Population health. Many of us in the industry speak those words often without truly thinking about what it really means to us as a health plan or as a provider group, and often times, what it means to our data collection and analysis processes.
For many Organizations today, success in the Medicare Advantage market space is critical to our existence. This success will require many Organizations, whether plans, provider groups, or even vendors, to examine their capability to collect data, the process by which they examine data, and then how they tailor interventions to manage the results of that data for sustained improved health outcomes. After all, isn’t that why we have chosen our careers and are in this industry or taking care of folks to make a difference and hopefully improve results? I believe that is the case for many of us.

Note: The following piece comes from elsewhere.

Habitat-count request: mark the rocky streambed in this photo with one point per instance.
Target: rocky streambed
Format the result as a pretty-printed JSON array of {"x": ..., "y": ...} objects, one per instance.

Population data management is key for many organizations as we drive to value-based care agreements within our provider networks. Providers need to be able to track their assigned member populations, the population health outcomes, the data associated to the Healthcare Effectiveness Data and Information Set (HEDIS®) measures, and quality measures, all while managing assigned risk.
In this writing, let’s focus on a few points to consider in your population health management tactics:
The whole population: While many of us segment data to focus on certain diagnoses, utilization, or measures for a targeted population, we leave out many patients/members who still have needs or influence healthcare spend. Focusing on an entire population, similar to how a plan defines a target population to enter a Special Needs Plan market, allows a plan to manage an entire group of people, their conditions/disease states, and respond to the group’s needs rather than a small segment. Using registries that identify and track a population over time allows a plan to view the total overall care received and identify gaps/trends. Looking at an entire population will also allow you to track improvements for overall health outcome measures while comparing for demographics, provider groups, benefit structure, and access.
Evidence-Based Clinical Guidelines: Today, one of the most important tools used in managing populations is the electronic medical record (EMR). Many health plans adopt different types of evidence-based clinical guidelines, which they apply to the administration of benefits filed within their bids. Evidence-based clinical guidelines are often times the guiding point for population management and the path followed for treatment decisions within the delivery of care. Providers need to utilize this guidance in order to treat a clinical problem, however, it is not readily available at their fingertips within the EMRs to manage patients/populations as desired by a plan. Embedding these guidelines with applicable decision trees within an EMR can allow a provider to best apply treatment options and enables the provider to manage a population aligning with projected costs/outcomes, which results in effective care planning and treatment adherence.
Overlay the above two tactics with correct identification of at-risk patients through appropriately defined criteria, which includes behavioral health attributes and accounting for the variation in the care delivery models and the associated patterns of utilization, will enable better designed care planning across the care continuum.